Há muitos problemas nas universidade públicas. Apesar dos avanços da última década, o ambiente ainda é elitizado e muitas vezes hostil aos alunos trabalhadores.

Alguns colegas, inconscientemente ou deliberadamente, ainda reproduzem algumas máximas pra lá de excludentes, como, por exemplo, a divisão dos alunos em dois grupos: os que têm perfil pra atividade acadêmica (aqueles que seguirão carreira científica nos cursos de pós-graduação) e os que têm perfil, “apenas”, para o mercado de trabalho. Marcadores de raça e classe servem como critérios para essa divisão.

Os cursos noturnos, ocupados quase exclusivamente por alunos trabalhadores e pobres, ainda encontram muitas dificuldades em seu funcionamento: falta a devida estrutura administrativa, em alguns casos não existe isonomia curricular com os cursos diurnos, é pequena a oferta de disciplinas eletivas e atividades extracurriculares.

Com todas essas ressalvas, a absoluta maioria dos alunos matriculados nas universidades públicas pertencem às classes D e E. Essa realidade é resultado da implantação do sistema de cotas e do Sistema de Seleção Unificada (SISU).

Apesar de todos os problemas, universidades públicas, são, sim, espaços de acolhimento para os filhos das classes trabalhadoras. Formação acadêmica de excelência e contato cotidiano com as maiores inteligências do país modificam radicalmente o horizonte de expectativas dos nossos alunos.

Depois de alguns anos na universidade pública, meninos e meninas criados para serem trabalhadores manuais começam a sonhar mais alto: viagens internacionais, pesquisa científica, produção intelectual. Questionam estruturas de opressão que antes pareciam naturais.

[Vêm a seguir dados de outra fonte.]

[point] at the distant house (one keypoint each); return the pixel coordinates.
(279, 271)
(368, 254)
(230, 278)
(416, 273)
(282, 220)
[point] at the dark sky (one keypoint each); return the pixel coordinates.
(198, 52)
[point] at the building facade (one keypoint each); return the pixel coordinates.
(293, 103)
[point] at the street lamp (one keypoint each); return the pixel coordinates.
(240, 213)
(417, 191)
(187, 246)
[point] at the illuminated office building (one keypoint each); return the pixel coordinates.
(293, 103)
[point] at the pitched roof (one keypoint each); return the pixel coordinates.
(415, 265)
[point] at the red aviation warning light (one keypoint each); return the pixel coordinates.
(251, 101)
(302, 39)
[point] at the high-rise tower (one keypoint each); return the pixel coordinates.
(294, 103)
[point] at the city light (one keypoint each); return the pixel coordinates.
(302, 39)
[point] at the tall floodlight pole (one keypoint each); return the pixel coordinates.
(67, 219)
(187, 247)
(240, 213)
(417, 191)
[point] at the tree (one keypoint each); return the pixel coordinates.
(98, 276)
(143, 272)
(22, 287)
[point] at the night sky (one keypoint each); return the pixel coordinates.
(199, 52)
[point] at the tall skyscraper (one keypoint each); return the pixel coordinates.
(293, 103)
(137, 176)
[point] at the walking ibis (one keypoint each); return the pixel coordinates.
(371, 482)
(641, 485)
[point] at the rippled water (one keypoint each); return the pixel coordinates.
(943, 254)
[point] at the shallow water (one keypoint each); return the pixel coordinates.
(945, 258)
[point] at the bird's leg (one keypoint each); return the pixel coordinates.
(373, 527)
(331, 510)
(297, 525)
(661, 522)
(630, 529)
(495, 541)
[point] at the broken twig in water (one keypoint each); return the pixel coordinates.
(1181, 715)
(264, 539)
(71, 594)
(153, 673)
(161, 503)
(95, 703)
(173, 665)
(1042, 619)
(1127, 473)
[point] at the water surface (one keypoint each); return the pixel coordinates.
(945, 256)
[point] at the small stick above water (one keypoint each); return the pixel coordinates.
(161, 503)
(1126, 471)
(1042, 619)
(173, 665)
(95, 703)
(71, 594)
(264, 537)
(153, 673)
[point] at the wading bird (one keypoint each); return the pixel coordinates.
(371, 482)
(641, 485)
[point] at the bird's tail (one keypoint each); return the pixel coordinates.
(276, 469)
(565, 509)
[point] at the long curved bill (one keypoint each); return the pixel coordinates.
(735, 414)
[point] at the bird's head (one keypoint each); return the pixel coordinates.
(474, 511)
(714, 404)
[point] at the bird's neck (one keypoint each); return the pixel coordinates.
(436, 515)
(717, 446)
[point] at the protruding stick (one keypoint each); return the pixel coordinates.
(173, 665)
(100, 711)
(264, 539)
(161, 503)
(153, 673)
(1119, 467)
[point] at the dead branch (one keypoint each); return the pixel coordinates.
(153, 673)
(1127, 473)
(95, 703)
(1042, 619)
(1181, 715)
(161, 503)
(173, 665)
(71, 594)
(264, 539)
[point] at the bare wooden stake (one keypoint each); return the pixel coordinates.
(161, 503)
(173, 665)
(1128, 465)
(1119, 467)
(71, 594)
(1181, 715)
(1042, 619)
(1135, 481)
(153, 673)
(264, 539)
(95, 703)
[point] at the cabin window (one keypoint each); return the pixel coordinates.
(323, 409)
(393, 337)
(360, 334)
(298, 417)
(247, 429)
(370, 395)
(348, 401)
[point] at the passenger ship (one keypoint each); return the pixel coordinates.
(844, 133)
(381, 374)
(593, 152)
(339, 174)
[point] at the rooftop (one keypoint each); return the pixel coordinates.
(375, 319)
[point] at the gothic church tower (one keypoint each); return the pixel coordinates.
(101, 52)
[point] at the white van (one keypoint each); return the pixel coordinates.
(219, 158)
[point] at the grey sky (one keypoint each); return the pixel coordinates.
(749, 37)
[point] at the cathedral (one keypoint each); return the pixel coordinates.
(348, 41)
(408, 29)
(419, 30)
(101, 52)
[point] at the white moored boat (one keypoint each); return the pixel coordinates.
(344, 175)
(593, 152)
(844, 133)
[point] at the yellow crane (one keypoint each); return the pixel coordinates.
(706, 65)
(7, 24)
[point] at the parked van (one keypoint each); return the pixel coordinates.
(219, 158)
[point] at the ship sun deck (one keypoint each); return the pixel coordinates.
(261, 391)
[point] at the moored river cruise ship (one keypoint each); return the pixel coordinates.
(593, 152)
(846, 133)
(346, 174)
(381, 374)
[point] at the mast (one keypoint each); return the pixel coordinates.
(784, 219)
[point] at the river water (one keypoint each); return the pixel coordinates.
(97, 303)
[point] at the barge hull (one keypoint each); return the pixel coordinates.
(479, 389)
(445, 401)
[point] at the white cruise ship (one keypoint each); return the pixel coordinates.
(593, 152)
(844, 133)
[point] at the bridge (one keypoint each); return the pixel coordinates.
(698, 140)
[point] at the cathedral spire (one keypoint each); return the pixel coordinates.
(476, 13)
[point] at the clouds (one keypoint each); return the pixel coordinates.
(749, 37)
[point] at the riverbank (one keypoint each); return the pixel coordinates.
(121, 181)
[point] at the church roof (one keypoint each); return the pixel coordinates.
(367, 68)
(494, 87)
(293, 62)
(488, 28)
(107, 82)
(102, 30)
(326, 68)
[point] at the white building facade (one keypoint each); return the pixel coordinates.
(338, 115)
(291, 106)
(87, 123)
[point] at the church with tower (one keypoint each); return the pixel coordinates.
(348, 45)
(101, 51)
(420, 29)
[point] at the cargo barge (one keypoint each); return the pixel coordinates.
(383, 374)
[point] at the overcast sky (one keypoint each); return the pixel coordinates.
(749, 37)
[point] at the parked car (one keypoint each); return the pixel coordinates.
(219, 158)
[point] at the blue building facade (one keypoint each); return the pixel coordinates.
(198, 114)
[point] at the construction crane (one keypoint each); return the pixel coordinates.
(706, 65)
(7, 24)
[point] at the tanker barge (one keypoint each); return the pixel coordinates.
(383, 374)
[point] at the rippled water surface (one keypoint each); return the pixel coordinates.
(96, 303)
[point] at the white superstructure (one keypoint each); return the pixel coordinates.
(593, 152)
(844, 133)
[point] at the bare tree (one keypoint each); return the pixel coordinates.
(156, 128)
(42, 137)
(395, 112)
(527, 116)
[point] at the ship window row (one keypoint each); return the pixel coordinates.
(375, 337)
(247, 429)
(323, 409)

Grande parte da pesquisa científica e inovação tecnológica produzidas no Brasil são desenvolvidas nas universidades públicas. Não tenho dúvida de que, se puder escolher, desejarei que meu filho se forme numa universidade pública. É gratuita e tem qualidade, tem excelência.

Sim, a universidade pública é melhor que a universidade particular. Não é mais preconceito. É conceito e experiência.

Já as universidades particulares estão, sim, mais para escolões de ensino superior do que propriamente para universidades. Falta estabilidade funcional para os professores, que têm seus salários calculados sobre a quantidade de turmas. Isso produz toda uma política interna na qual, nem sempre, o professor em sala de aula é a melhor opção acadêmica para aquela disciplina.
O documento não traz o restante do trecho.